Nächster Tag: Unser Ziel ist der 45 Kilometer lange Trembleur Lake, der einen guten Bestand an Dolly Varden, Rainbows und Namaycush hat. Mit der Fliege, aber auch beim Schleppen mit Blinker und Wobbler fangen wir mehrere gute Fische. Wir teilen uns das riesige Gewässer lediglich mit Weißkopfadlern.
Die kleine, gemütliche Lodge auf einer mückenfreien (!) Halbinsel ist Ausgangspunkt eines Trips zum Moose Lake, der in Luftlinie etwa vier bis fünf Kilometer entfernt mitten im Wald liegt. Dorthin führt Michael Schneider auch seine Jagdgruppen, die Elch, Schwarzbär und Grizzly nachstellen.
Der Winter hat ganze Arbeit geleistet, reihenweise Baumriesen umgeworfen. Der Marsch entwickelt sich zu einem Hindernisparcours. Wichtiger Tip: Nach etwa einer Stunde am Elchschädel rechts abbiegen! Traumwandlerisch findet Michael den richtigen Pfad, und schließlich erreichen wir einen See in atemberaubender Umgebung.
Tim und ich waren wohl die ersten, die hier jemals eine Forelle mit der Fliege gefangen haben. Faszinierend wie die Fischwaid sind auch die Biber, die geschäftig bei der Arbeit sind, die Elchkuh mit Kalb, welche sich zirka 70 Meter entfernt nicht beim Äsen stören lässt, sowie der Grizzly, der sich zum Glück nur am anderen Ufer zeigt. Als wir abends vom Rückmarsch noch ziemlich erschöpft auf der Veranda sitzen, ist uns klar, dass allein dieser Tag voller tiefer Eindrücke die Reise wert war.
Über Stock und Stein
Doch was ist mit den Lachsen? Am Cranberry, einem Nebenfluss des Skeena-Systems, campieren wir eine Woche lang mit dem Wohnmobil. Die Abfahrt von der sich Highway nennenden Geröllpiste hätte ich glatt übersehen. Eigentlich fahren wir direkt in den Urwald, aber die elf Jahre Wildniserfahrung unseres Gastgebers zahlen sich aus.
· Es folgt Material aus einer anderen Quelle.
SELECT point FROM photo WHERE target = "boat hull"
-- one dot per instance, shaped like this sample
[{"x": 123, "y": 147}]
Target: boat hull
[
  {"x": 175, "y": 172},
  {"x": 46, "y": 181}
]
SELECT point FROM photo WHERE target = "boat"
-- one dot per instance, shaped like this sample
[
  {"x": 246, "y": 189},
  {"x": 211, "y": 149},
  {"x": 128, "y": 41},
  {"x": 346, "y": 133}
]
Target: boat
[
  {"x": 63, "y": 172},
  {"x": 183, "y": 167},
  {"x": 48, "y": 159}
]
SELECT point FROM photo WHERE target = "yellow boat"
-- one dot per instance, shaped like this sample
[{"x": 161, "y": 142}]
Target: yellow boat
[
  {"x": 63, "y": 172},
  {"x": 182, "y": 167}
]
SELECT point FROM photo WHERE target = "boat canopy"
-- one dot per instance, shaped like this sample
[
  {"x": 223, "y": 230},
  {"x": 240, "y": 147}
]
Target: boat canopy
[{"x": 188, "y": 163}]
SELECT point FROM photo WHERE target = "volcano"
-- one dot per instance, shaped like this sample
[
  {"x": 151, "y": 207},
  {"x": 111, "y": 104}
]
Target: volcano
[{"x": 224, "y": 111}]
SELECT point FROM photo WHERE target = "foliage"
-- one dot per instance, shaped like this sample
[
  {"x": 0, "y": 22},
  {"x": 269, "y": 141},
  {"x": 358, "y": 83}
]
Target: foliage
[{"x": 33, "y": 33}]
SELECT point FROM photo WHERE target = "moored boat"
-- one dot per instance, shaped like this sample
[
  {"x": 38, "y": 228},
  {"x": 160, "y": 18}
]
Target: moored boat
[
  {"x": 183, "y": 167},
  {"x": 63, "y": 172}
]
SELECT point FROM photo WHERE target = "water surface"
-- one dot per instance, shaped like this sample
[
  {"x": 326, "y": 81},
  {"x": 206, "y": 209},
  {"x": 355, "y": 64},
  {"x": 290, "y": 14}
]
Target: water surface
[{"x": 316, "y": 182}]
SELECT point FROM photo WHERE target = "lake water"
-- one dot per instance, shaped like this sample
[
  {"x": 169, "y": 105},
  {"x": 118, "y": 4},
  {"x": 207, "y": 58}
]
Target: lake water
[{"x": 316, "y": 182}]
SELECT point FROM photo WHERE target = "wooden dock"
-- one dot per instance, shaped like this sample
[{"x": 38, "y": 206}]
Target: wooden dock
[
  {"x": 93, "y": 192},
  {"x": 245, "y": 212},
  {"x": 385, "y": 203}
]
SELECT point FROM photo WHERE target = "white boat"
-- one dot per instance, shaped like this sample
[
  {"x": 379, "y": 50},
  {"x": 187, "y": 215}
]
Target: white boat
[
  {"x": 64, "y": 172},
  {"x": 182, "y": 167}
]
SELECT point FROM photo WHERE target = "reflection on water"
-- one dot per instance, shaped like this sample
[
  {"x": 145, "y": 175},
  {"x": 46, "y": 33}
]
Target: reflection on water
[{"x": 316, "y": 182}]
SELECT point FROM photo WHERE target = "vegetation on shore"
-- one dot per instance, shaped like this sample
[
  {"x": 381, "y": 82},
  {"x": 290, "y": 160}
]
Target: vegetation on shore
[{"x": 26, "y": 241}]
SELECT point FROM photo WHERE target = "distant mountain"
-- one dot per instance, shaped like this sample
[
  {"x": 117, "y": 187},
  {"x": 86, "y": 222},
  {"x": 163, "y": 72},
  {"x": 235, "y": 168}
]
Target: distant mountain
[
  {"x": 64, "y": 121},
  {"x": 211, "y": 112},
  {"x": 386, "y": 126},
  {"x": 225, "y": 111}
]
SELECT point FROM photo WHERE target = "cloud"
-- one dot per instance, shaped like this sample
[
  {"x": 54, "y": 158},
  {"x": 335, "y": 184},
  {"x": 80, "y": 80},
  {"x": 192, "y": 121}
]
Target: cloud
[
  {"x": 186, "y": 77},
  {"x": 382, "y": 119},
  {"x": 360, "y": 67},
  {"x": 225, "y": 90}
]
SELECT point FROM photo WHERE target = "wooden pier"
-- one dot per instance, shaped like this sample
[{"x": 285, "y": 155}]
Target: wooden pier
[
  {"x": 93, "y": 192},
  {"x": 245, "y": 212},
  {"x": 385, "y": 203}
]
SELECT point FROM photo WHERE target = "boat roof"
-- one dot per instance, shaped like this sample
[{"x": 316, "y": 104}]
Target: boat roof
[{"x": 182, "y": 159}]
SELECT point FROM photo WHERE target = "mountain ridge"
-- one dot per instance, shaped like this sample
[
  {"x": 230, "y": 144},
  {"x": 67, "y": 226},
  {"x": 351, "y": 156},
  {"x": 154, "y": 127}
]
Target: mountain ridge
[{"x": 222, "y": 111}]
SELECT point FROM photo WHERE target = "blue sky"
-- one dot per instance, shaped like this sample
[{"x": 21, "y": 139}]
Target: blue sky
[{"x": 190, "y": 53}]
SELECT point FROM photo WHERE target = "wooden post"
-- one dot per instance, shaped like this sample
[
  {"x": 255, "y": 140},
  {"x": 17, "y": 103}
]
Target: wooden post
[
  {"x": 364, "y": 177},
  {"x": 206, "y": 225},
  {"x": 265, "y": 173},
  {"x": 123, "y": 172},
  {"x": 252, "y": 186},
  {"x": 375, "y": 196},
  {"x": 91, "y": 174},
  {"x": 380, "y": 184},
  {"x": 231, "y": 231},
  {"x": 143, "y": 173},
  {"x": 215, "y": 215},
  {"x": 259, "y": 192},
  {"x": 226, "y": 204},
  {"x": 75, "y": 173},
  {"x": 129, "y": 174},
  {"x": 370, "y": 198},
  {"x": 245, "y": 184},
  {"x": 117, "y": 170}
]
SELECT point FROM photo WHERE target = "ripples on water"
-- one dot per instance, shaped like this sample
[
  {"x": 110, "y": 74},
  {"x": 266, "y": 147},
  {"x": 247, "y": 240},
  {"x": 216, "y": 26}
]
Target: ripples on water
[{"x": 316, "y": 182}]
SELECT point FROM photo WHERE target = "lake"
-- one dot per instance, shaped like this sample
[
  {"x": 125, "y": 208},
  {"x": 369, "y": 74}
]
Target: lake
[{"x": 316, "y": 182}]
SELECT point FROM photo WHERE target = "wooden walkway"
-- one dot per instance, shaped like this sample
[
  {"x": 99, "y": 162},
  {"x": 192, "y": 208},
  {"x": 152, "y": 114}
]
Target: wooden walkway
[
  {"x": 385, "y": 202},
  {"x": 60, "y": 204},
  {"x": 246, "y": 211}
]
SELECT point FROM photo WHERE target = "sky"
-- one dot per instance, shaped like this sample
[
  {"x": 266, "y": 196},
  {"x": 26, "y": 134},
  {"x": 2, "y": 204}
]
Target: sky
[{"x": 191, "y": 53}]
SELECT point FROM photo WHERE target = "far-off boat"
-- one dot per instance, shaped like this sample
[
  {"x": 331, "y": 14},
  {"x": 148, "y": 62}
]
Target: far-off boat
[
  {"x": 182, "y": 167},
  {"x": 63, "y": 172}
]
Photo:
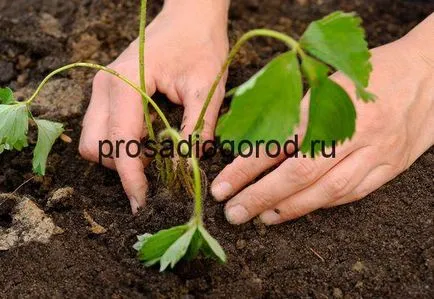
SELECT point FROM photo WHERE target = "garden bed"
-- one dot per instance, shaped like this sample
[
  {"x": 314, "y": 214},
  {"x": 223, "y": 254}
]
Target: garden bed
[{"x": 378, "y": 247}]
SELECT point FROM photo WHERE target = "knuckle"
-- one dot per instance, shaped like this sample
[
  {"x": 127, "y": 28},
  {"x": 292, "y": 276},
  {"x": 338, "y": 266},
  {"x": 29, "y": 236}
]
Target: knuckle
[
  {"x": 292, "y": 211},
  {"x": 336, "y": 187},
  {"x": 242, "y": 173},
  {"x": 360, "y": 193},
  {"x": 305, "y": 171},
  {"x": 116, "y": 132},
  {"x": 258, "y": 202},
  {"x": 87, "y": 151}
]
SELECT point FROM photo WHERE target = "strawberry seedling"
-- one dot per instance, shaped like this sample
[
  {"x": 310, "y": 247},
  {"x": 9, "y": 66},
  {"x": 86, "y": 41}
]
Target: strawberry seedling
[{"x": 266, "y": 107}]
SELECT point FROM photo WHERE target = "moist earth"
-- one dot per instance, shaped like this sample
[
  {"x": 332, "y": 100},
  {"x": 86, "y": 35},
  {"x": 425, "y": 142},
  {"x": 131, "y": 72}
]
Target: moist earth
[{"x": 382, "y": 246}]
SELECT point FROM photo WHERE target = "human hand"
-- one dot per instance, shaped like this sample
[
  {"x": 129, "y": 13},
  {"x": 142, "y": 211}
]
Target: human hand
[
  {"x": 390, "y": 135},
  {"x": 185, "y": 48}
]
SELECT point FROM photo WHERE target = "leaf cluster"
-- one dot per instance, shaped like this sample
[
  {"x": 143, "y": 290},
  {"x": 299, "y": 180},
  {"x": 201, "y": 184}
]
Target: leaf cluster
[
  {"x": 14, "y": 126},
  {"x": 167, "y": 247},
  {"x": 267, "y": 106}
]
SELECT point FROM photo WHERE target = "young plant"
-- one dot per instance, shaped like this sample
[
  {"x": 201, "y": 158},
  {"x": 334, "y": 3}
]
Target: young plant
[{"x": 272, "y": 95}]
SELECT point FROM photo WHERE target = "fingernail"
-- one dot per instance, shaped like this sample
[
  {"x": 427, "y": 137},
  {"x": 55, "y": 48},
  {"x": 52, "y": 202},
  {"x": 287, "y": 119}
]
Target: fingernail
[
  {"x": 222, "y": 191},
  {"x": 237, "y": 215},
  {"x": 134, "y": 205},
  {"x": 269, "y": 217}
]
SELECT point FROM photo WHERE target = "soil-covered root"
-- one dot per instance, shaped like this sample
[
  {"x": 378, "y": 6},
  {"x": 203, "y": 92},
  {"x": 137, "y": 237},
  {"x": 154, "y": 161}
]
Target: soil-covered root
[{"x": 24, "y": 222}]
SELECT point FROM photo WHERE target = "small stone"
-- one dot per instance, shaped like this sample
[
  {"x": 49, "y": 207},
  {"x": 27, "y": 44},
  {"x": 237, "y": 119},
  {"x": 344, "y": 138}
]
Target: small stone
[
  {"x": 85, "y": 47},
  {"x": 337, "y": 293},
  {"x": 94, "y": 228},
  {"x": 29, "y": 224},
  {"x": 261, "y": 228},
  {"x": 50, "y": 25},
  {"x": 358, "y": 266},
  {"x": 22, "y": 78},
  {"x": 241, "y": 244},
  {"x": 60, "y": 198},
  {"x": 7, "y": 71},
  {"x": 23, "y": 62}
]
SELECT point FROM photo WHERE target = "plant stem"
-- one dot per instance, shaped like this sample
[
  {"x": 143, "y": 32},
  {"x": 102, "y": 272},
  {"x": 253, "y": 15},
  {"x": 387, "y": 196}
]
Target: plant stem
[
  {"x": 142, "y": 41},
  {"x": 107, "y": 70},
  {"x": 197, "y": 190},
  {"x": 289, "y": 41},
  {"x": 197, "y": 215}
]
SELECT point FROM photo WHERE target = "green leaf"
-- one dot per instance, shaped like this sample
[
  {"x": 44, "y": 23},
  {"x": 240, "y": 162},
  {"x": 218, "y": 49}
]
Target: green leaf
[
  {"x": 267, "y": 106},
  {"x": 7, "y": 96},
  {"x": 14, "y": 124},
  {"x": 314, "y": 70},
  {"x": 195, "y": 245},
  {"x": 48, "y": 132},
  {"x": 142, "y": 239},
  {"x": 213, "y": 244},
  {"x": 157, "y": 244},
  {"x": 339, "y": 40},
  {"x": 332, "y": 116},
  {"x": 177, "y": 250}
]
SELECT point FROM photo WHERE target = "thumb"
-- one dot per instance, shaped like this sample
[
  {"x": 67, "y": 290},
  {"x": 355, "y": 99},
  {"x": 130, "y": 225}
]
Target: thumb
[{"x": 194, "y": 99}]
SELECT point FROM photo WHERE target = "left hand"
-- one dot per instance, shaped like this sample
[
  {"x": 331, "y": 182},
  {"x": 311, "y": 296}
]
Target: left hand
[{"x": 390, "y": 135}]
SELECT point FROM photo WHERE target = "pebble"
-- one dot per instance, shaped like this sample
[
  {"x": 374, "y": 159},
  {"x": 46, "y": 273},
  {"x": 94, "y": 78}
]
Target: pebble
[
  {"x": 337, "y": 293},
  {"x": 29, "y": 224},
  {"x": 358, "y": 266},
  {"x": 7, "y": 71},
  {"x": 60, "y": 198},
  {"x": 241, "y": 244}
]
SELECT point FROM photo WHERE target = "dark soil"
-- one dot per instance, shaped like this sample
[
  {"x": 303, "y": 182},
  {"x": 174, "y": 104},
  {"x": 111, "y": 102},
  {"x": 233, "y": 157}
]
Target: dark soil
[{"x": 382, "y": 246}]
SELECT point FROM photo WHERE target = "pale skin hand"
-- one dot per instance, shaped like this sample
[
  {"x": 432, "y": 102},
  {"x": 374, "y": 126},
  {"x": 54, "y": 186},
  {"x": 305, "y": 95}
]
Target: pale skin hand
[
  {"x": 186, "y": 46},
  {"x": 390, "y": 135}
]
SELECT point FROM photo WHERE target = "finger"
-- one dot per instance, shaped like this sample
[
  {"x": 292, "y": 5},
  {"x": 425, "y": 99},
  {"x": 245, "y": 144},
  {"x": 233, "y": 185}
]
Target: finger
[
  {"x": 242, "y": 171},
  {"x": 337, "y": 183},
  {"x": 95, "y": 123},
  {"x": 193, "y": 100},
  {"x": 126, "y": 124},
  {"x": 94, "y": 144},
  {"x": 291, "y": 176},
  {"x": 374, "y": 180}
]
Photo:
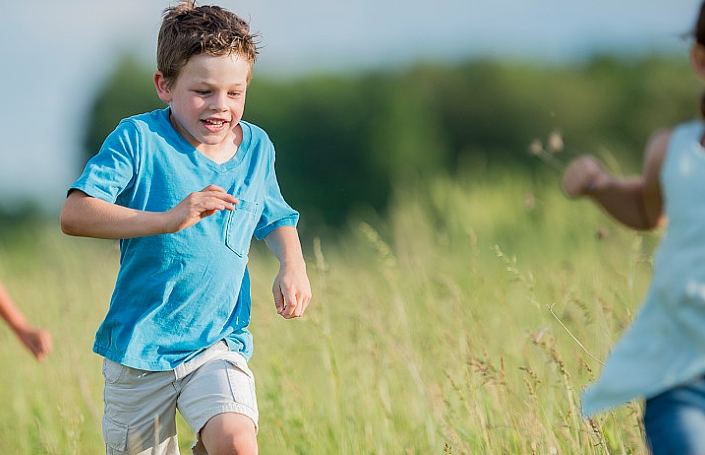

Vier Kilometer Schrittempo, Äste und Bäume, die aus dem Weg geräumt werden müssen, überflutete Strecken – fast hätten wir vom Wagen aus fischen können. Nach mehr als zwei Stunden erreichen wir eine Lichtung direkt am Flussufer, und nur fünf Minuten flußab befindet sich der erste tiefe Pool: etwa 30 Meter breit und diagonal von der starken Strömung durchflossen. Gute 100 Meter weiter beginnt eine lange Rieselstrecke. Viel Platz für vier Angler.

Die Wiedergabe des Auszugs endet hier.